UNSPEAKABLE UNIONS? - THE FLIMSY CASE AGAINST GAY MARRIAGE
Stephen Chapman
Thursday, January 25, 1996
COMMENTARY
A specter is haunting conservatives: gay marriage. The state of Hawaii is moving toward sanctioning homosexual unions, and that prospect has induced something approaching apoplexy on the right. Some opponents regard this as one of the defining political issues of the day. They want other states to refuse to recognize such marriages--a departure from the custom that a marriage transacted in one state is accepted by all.
But why is there such resistance? This is not a zero-sum game. If homosexuals win the right to wed, the victory doesn't come at the expense of heterosexuals, who will retain all the pleasures, prerogatives and duties that come with matrimony.
Much of the opposition stems from religious objections. "We just believe it's plain immoral," said Tim Wildmon, vice president of the American Family Association. "It goes against the Holy Scriptures."
It may come as a revelation to Wildmon that American law and the 10 Commandments are two different things. We call ourselves a free society partly because we permit all sorts of things that "go against the Holy Scriptures"--blasphemy, fornication, making graven images, Sabbath-breaking, coveting your neighbor's maidservant and more.
The supposed moral offense that upsets conservatives is sexual relations between gays--which is already permitted nearly everywhere. If Americans can tolerate gay sex, why not gay marriage?
Conservatives, of course, do not willingly tolerate gay sex. But some of their thinkers have tried to come up with reasons to oppose gay marriage that are somewhat more persuasive than invoking Leviticus. The effort only demonstrates the emptiness of their cause. What they are engaged in is not reasoning but rationalization.
The primary objection from Christian Action Network president Martin Mawyer is that if gays gain the right to wed, "marriage as an institution will be rendered meaningless." Society encourages marriage, he says, solely because "it is likely to produce a greater good, namely children, who are necessary for any society's existence."
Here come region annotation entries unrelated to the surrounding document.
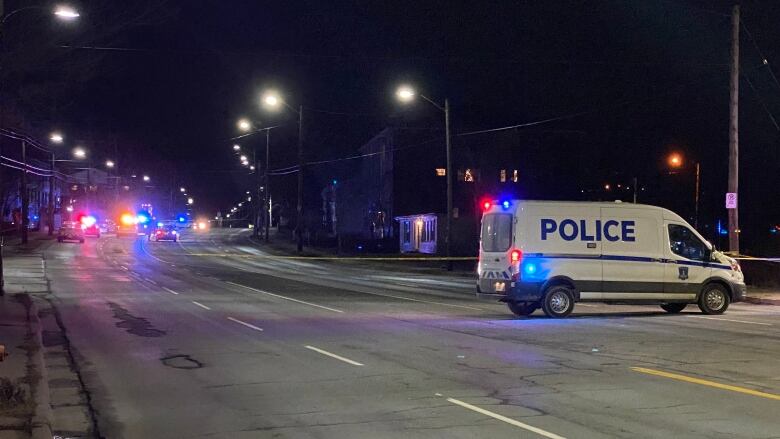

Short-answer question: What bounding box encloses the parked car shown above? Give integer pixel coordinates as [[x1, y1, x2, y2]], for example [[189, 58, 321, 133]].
[[57, 221, 84, 244]]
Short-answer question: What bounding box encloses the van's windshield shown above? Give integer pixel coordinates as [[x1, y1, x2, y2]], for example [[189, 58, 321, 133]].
[[481, 213, 512, 252]]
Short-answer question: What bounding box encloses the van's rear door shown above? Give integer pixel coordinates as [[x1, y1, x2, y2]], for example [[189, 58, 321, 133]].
[[479, 211, 515, 293]]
But not everyone who gets married has children, and not everyone who has children gets married. We allow unions between people who don't want children and people who can't have children.
Marriage, conservatives argue, provides a vital framework for raising children. But gay couples also raise children--either children one of them has produced or children they have adopted. There is no law to stop a lesbian mother from bringing up her own son in a household that includes her female partner.
Robert Knight of the Family Research Council says homosexual conduct has to be discouraged to preserve traditional marriages, which are precious because "the stability they bring to a community benefits all." But allowing gay marriage would advance the same interest by discouraging promiscuity and encouraging commitment--the opposite of what current policy does. If it's good for society when straight couples settle down in permanent, legally sanctioned relationships, why is it bad when gay couples do likewise?
Because it would set a terrible precedent, according to Amherst College professor Hadley Arkes. Next thing you know, he warns, we'll have to allow marriage between men and boys, between fathers and daughters, even between multiple partners. Knight goes further, fearing that some men will want to marry dogs.
Here we have passed into outright hallucination. Why does legalizing gay marriage lead to man-boy unions, any more than allowing heterosexual marriage leads to man-girl unions? Children may not marry for a simple reason that is irrelevant to gay marriage: They can't give true consent.
As for incestuous pairings, they would doubtless remain illegal because they undermine a taboo that is crucial to the protection of children and because they carry health risks for potential offspring.
Polygamy? If two women are happy to marry the same man and live together in a family, subject to the same strictures as two-partner marriages, there is no obvious reason to stop them. But such arrangements would be rare. There are lots of unmarried gay couples in America but very few unmarried men cohabiting with several women.
These arguments serve mainly to obscure the issue, not illuminate it. Conservatives say they abhor gay marriage because they value marriage. The truth is they abhor gay marriage because they abhor gays.